Investment Focus

frequently asked questions
  • Branded consumer and industrial niche manufacturers and specialty services with unique business models and a strong growth trajectory.
  • Platform company sales of $5-$100+ million and adjusted EBITDA of 10% or greater.
  • Minimal customer concentration.
  • Businesses in transition (major capex requirements, plant relocations, management changes, etc., excluding turnarounds).
  • Headquartered in North America.
  • Control positions desired.

How does Dubin Clark differ from other financial buyers?

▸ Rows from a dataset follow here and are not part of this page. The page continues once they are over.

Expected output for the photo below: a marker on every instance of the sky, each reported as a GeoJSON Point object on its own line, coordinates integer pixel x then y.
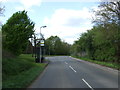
{"type": "Point", "coordinates": [67, 19]}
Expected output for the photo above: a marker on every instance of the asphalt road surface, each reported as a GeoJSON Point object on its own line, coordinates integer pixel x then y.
{"type": "Point", "coordinates": [68, 72]}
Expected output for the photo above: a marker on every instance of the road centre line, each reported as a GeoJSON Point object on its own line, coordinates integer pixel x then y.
{"type": "Point", "coordinates": [72, 69]}
{"type": "Point", "coordinates": [87, 84]}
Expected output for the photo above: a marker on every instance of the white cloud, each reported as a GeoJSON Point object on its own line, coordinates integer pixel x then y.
{"type": "Point", "coordinates": [30, 3]}
{"type": "Point", "coordinates": [25, 4]}
{"type": "Point", "coordinates": [67, 24]}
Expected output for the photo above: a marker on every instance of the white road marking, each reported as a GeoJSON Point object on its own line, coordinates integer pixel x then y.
{"type": "Point", "coordinates": [66, 63]}
{"type": "Point", "coordinates": [87, 84]}
{"type": "Point", "coordinates": [72, 69]}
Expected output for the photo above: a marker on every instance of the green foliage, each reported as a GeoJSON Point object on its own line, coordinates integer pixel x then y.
{"type": "Point", "coordinates": [16, 32]}
{"type": "Point", "coordinates": [19, 72]}
{"type": "Point", "coordinates": [54, 46]}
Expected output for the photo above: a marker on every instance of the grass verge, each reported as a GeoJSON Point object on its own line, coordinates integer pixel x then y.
{"type": "Point", "coordinates": [20, 72]}
{"type": "Point", "coordinates": [107, 64]}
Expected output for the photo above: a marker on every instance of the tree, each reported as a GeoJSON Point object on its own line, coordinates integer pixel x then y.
{"type": "Point", "coordinates": [2, 9]}
{"type": "Point", "coordinates": [16, 32]}
{"type": "Point", "coordinates": [55, 46]}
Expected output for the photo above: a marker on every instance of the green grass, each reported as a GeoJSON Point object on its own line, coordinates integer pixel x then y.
{"type": "Point", "coordinates": [107, 64]}
{"type": "Point", "coordinates": [20, 72]}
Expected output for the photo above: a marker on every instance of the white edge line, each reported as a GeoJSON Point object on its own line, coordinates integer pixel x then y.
{"type": "Point", "coordinates": [87, 84]}
{"type": "Point", "coordinates": [72, 68]}
{"type": "Point", "coordinates": [66, 63]}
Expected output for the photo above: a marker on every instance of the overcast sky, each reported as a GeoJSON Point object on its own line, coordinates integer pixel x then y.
{"type": "Point", "coordinates": [65, 19]}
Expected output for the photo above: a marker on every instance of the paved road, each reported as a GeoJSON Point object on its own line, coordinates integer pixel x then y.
{"type": "Point", "coordinates": [68, 72]}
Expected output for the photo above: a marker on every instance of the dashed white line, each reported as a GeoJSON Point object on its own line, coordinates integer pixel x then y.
{"type": "Point", "coordinates": [87, 84]}
{"type": "Point", "coordinates": [72, 69]}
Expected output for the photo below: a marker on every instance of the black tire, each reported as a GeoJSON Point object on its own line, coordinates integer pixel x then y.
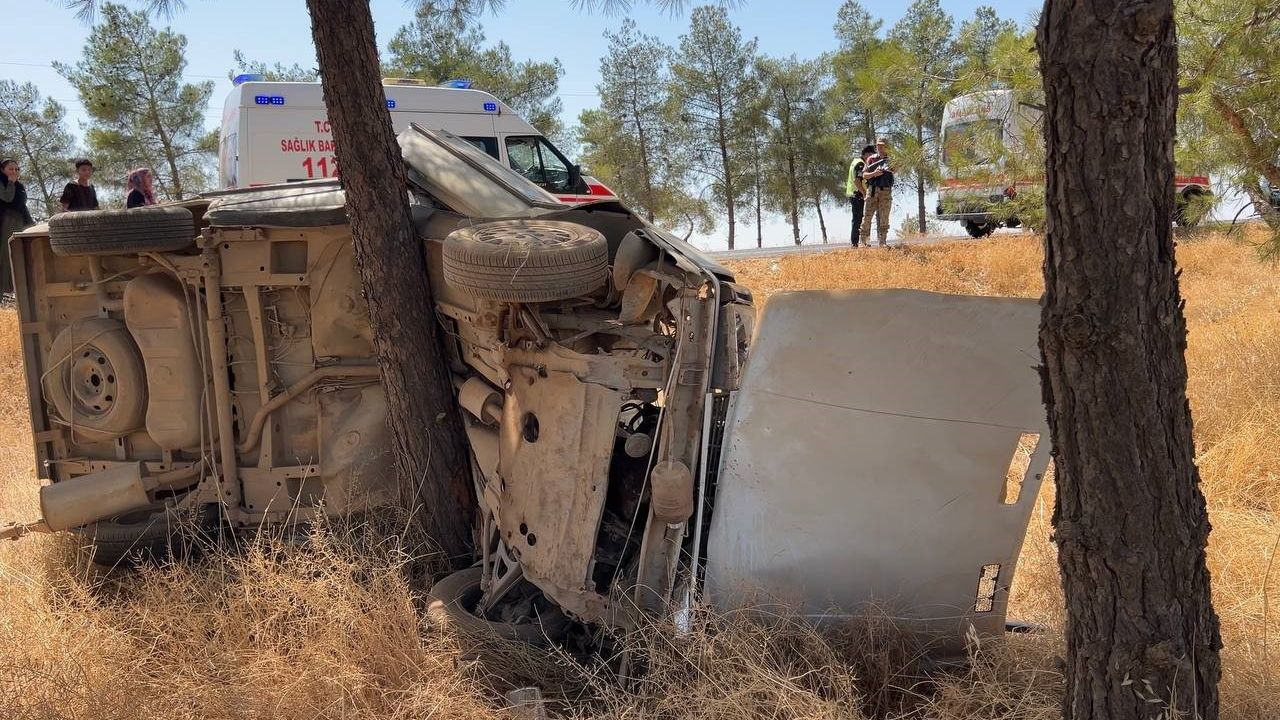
{"type": "Point", "coordinates": [122, 232]}
{"type": "Point", "coordinates": [978, 229]}
{"type": "Point", "coordinates": [152, 534]}
{"type": "Point", "coordinates": [526, 260]}
{"type": "Point", "coordinates": [96, 379]}
{"type": "Point", "coordinates": [452, 601]}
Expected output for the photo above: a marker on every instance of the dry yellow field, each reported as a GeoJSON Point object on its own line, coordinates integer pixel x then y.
{"type": "Point", "coordinates": [332, 630]}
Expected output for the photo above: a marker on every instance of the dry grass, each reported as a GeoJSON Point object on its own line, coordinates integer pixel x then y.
{"type": "Point", "coordinates": [334, 630]}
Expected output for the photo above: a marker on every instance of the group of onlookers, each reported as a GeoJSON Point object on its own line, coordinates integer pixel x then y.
{"type": "Point", "coordinates": [77, 196]}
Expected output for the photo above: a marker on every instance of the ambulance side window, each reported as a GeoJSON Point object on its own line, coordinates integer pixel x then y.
{"type": "Point", "coordinates": [535, 159]}
{"type": "Point", "coordinates": [228, 159]}
{"type": "Point", "coordinates": [489, 145]}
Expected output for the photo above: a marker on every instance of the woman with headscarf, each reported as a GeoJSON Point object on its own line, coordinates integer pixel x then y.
{"type": "Point", "coordinates": [140, 188]}
{"type": "Point", "coordinates": [14, 217]}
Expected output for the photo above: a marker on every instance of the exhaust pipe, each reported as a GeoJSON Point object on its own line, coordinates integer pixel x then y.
{"type": "Point", "coordinates": [96, 496]}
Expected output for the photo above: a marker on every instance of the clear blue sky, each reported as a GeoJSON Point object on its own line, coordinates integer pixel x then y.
{"type": "Point", "coordinates": [44, 31]}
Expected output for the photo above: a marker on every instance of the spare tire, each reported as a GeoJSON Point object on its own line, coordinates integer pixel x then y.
{"type": "Point", "coordinates": [96, 379]}
{"type": "Point", "coordinates": [122, 232]}
{"type": "Point", "coordinates": [526, 260]}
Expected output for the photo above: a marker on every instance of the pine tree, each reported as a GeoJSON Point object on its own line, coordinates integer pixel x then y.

Dubin Clark’s partners have operating experience to support management’s plans for growth. Instead of focusing solely on paying down debt following an acquisition, Dubin Clark invests additional capital to help build the business. Dubin Clark focuses on adding greater value in fewer situations, as opposed to taking a shotgun approach to acquisitions. Dubin Clark does not bury the company within a larger unit or division, seek to reduce management overhead, or dilute the culture or autonomy of the business. Dubin Clark provides management with significant equity and operating independence, not typically offered by corporations.

Does Dubin Clark get involved in the day-to-day operations of its portfolio companies?

No, they rely on the company’s management to run their business. However, Dubin Clark thoroughly understands its companies businesses and offers input as requested. Dubin Clark is active at the Board level and provides business expertise and capital when needed.

What is the typical investment time for holding on to acquisitions?

Dubin Clark’ focus is on long-term growth, both internally and through add-on acquisitions. Further, Dubin Clark’s practice is to look to management to guide the appropriate exit time-frame.